Director: Andrew L. Stone
One of very few all-black films made by the major studios, Stormy Weather was intended to include Negroes in the World War II war effort. It is also, sort of, the story of black American jazz from the return of James Reese Europe's World War I army brass band in 1919 through swing to 1943, and, also sort of, a Bill 'Bojangles' Robinson biopic. What it emphatically and thoroughly is, is a black musical which succeeds on the strength and flash of great numbers by black artists. The film is the myth of a black community sustained by jazz and the myth of black entertainment as a conduit for the black world into mainstream (read 'white') America.

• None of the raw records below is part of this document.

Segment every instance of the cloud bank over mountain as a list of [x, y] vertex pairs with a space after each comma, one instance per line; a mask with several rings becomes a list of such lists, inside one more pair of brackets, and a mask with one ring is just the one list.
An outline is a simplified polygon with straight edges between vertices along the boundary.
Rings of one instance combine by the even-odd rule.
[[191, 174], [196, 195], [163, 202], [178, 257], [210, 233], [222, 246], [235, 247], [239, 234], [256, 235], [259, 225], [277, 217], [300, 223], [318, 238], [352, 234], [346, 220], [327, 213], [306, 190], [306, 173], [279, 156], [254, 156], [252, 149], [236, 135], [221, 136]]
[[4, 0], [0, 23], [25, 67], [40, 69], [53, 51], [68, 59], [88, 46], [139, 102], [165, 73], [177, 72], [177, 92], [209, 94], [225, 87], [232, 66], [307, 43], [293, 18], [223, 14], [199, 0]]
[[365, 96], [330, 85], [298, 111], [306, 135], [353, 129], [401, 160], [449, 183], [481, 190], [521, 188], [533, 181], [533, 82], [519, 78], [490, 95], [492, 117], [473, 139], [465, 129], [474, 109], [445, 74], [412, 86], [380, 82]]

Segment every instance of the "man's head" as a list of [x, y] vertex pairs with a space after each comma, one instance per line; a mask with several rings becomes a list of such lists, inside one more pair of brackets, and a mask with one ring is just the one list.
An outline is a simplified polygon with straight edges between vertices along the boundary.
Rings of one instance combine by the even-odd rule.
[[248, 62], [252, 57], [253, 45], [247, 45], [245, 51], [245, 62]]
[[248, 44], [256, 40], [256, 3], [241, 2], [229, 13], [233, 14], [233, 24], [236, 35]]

Stormy Weather is a handbook of black entertainment between the wars: the astonishing dancer Bill Robinson; singer Lena Home at the beginning of her stardom; Belty Boop co-star and author of Hepcat's Hipionary, Cab Calloway (in the definitive zoot suit); the unbelievable dancing Nicholas Brothers (let Savion Glover try that!); and, floating in and out, the ineffably sly Fats Waller. And more - nonstop! As with many films from the era, it is frequently overtly racist and sexist. Outmoded attitudes considered, don't let the political incorrectness of a half-century ago prevent you from enjoying some of the most spirited and energetic performances committed to celluloid.